#Teilzeitquote senken? Kinderbetreuung wirkt!

Ein Nachtrag zum gestrigen orfsg25 – dem ORF-Sommergespräch mit Leonore Gewessler. Thema war u.a. auch die aktuelle Teilzeitdebatte. Leonore bekräftigte dabei nochmals die drei zentralen Grünen Forderungen: Ausbau der Kinderbetreuung (50.000 neue Kinderbetreuungsplätze), Rechtsanspruch auf einen Kinderbetreuungsplatz und Rechtsanspruch auf Stundenaufstockung wenn regelmäßig Mehrarbeit geleistet wird. Der ORF-Moderator meinte daraufhin, dass Wien zeigen würde, dass Kinderbetreuung auch nicht viel an der hohen Teilzeitquote bei Frauen ändern würde. Stimmt das?

Die Zahlen sprechen da tatsächlich eine ganz andere Sprache:

    • Wien ist bei der Teilzeitquote der Frauen mit 45,3 % nämlich Schlusslicht, während Oberösterreich – hier wurde von schwarzblau u.a. die kostenlose Nachmittagsbetreuung abgeschafft – mit einer Frauen-Teilzeitquote von 58 % an der Spitze liegt. Es ist übrigens Hattmannsdorfers Heimatland, der aktuelle Wirtschaftsminister war in OÖ für die ÖVP Soziallandesrat.
    • Ähnlich verhält es sich in anderen westlichen, ÖVP-dominierten Bundesländern, wo die Teilzeitquoten der Frauen deutlich über dem Österreich-Schnitt (Tirol: 56,5 %, Vorarlberg: 55 %, Salzburg: 54,6 %) liegen. AMS-Kopf hat schon recht, wenn er davon spricht, dass Österreich weniger ein Teilzeit- als ein „Kinderbetreuungsproblem“ habe.

Die Zahlen der Statistik Austria lassen jedenfalls einen sehr engen Zusammenhang zwischen weiblicher Teilzeitquote und vorhandenen Kinderbetreuungsplätzen annehmen. Wenn in Wien die Teilzeitquote bei Frauen 13 Prozentpunkte unter jener OÖ liegt, ist das ein signifikanter Unterschied. Kinderbetreuung senkt die Teilzeitquote von Frauen. Kinderbetreuung erlaubt es weit mehr Frauen Vollzeit zu arbeiten. Und zwar deutlich.

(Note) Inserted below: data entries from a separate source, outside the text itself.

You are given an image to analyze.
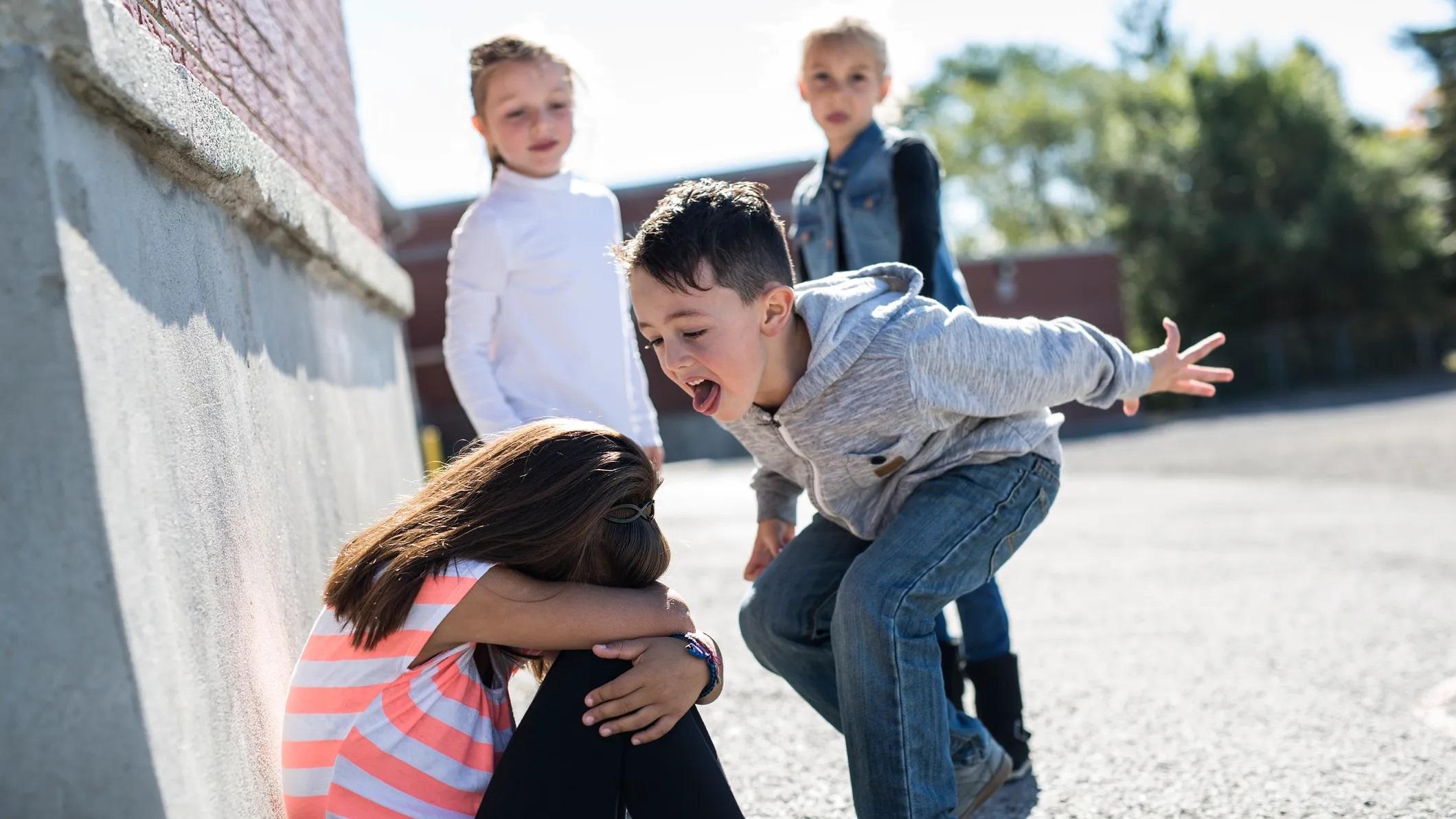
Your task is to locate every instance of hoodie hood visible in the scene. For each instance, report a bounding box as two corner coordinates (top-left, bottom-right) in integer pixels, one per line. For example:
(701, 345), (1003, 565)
(780, 262), (924, 412)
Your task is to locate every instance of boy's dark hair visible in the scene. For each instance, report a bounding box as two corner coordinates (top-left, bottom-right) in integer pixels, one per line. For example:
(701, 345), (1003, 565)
(617, 179), (793, 303)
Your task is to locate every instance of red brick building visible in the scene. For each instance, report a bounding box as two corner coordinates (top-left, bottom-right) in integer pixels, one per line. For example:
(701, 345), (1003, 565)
(122, 0), (380, 240)
(393, 160), (1124, 460)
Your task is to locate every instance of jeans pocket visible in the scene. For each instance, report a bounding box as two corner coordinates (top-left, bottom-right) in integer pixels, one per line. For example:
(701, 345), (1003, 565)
(987, 486), (1053, 577)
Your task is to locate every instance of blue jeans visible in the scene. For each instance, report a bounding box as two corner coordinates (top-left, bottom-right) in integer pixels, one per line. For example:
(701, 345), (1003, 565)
(935, 577), (1010, 662)
(738, 455), (1060, 819)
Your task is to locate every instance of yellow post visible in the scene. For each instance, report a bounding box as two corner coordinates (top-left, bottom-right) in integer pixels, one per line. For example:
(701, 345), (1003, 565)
(420, 425), (446, 477)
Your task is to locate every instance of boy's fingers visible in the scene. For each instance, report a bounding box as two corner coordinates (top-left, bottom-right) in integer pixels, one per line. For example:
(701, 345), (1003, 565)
(581, 689), (651, 724)
(632, 714), (677, 745)
(587, 669), (642, 708)
(1163, 317), (1182, 352)
(597, 706), (663, 736)
(1168, 381), (1217, 399)
(1175, 333), (1227, 364)
(1184, 367), (1233, 381)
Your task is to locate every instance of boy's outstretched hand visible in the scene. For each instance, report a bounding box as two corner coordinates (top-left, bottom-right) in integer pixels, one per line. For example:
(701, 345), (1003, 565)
(1123, 319), (1233, 416)
(742, 518), (793, 580)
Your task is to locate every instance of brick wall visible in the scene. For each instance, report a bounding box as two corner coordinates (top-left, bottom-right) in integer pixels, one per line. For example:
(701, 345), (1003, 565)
(122, 0), (380, 240)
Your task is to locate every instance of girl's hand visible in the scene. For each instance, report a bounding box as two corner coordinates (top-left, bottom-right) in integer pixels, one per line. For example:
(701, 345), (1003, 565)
(742, 518), (793, 580)
(1123, 319), (1233, 416)
(581, 637), (720, 745)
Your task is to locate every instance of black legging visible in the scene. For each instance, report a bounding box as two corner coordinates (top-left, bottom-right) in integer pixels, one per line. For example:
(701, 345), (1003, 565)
(476, 651), (742, 819)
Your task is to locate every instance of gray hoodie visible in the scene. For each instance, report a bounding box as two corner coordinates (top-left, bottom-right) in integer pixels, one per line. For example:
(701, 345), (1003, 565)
(724, 264), (1153, 540)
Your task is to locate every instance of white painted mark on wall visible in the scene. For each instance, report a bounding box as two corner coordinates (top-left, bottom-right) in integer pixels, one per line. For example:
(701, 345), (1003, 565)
(1414, 676), (1456, 736)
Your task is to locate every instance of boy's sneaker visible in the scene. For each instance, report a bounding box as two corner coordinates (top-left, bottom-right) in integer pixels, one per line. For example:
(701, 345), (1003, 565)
(966, 655), (1031, 781)
(955, 742), (1010, 819)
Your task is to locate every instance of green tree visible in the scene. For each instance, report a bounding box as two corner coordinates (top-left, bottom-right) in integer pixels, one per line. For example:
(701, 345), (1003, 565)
(909, 35), (1439, 358)
(1408, 10), (1456, 295)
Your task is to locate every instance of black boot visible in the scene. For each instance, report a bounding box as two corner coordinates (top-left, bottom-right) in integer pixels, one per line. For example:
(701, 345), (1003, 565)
(941, 640), (966, 711)
(966, 655), (1031, 781)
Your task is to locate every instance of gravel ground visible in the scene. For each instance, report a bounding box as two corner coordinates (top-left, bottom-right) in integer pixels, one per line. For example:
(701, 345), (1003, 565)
(523, 381), (1456, 819)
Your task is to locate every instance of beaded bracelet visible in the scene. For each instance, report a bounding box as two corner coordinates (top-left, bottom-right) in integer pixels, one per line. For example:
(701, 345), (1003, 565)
(672, 632), (723, 700)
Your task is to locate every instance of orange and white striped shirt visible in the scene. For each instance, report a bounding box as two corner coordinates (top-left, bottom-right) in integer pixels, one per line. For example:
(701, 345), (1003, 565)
(282, 560), (514, 819)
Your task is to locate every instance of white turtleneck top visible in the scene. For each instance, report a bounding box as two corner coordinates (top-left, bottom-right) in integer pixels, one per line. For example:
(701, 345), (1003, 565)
(444, 166), (661, 447)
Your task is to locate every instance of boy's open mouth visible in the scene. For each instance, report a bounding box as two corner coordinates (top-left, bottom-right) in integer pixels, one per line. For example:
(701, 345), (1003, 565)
(687, 378), (723, 415)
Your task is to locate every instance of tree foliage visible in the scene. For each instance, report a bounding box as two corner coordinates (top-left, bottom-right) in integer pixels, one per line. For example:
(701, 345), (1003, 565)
(907, 15), (1442, 349)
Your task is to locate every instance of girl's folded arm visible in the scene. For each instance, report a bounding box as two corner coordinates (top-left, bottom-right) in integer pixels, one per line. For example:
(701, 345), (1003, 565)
(431, 566), (693, 651)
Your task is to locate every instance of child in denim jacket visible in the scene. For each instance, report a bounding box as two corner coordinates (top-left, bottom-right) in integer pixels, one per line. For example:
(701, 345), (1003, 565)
(789, 19), (1031, 781)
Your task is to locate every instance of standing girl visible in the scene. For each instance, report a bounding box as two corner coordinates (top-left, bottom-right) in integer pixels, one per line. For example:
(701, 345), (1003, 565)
(444, 36), (663, 465)
(282, 419), (742, 819)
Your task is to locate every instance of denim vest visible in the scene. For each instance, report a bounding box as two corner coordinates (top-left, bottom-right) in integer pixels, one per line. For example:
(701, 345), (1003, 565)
(789, 122), (971, 307)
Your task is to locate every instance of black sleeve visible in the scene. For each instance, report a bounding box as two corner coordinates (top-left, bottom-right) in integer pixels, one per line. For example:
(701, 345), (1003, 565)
(889, 141), (941, 298)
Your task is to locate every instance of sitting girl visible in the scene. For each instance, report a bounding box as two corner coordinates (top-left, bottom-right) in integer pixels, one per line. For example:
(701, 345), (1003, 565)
(282, 419), (742, 819)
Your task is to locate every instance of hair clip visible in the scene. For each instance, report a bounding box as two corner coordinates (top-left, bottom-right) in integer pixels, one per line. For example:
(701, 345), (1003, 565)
(603, 500), (657, 524)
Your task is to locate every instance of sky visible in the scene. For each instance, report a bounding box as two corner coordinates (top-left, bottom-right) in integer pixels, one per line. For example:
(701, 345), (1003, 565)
(343, 0), (1456, 207)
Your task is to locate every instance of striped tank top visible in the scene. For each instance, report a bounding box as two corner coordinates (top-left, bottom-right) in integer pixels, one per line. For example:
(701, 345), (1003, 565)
(282, 560), (514, 819)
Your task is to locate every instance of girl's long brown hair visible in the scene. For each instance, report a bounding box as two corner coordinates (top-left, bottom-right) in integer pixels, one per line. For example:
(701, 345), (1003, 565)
(323, 419), (671, 649)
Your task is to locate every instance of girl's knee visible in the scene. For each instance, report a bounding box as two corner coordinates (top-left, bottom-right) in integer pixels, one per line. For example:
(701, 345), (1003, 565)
(542, 650), (632, 695)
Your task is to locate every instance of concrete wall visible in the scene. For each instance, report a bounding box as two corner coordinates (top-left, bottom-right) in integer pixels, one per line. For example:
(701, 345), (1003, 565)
(0, 0), (421, 818)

Zu behaupten, Kinderbetreuung würde die Teilzeitquote nicht deutlich reduzieren ist nicht wirklich haltbar. Die Zahlen sprechen da eine andere Sprache. Nochmals: 13 Prozentpunkte weniger – 45 statt 58 % Teilzeitanteil – ist nicht nichts. Sondern ein ordentlicher Unterschied.

Dass Kinderbetreuung alleine alle Probleme mit Teilzeit – die niedrigen Stunden, die geringe Entlohnung, die schlechtere sozial Absicherung, die geringeren betrieblichen Aufstiegschancen, die Einkommenslücke zwischen Männern und Frauen etc. – löst, hat noch nie jemand behauptet und wird auch niemand behaupten. Teilzeit hat viele unterschiedliche Gründe. Fehlende bzw. mangelnde Kinderbetreuung ist einer. Ein funktionierende, gute Kinderbetreuung ist allerdings eine wesentliche gesellschaftliche Rahmenbedingung die es braucht, um überhaupt Betroffenen eine Erhöhung von Teilzeit bis hin zu Vollzeit zu ermöglichen und Maßnahmen zu einer Erhöhung der Teilzeit seriös diskutieren zu können.

Der innerösterreichische Vergleich macht jedenfalls sicher.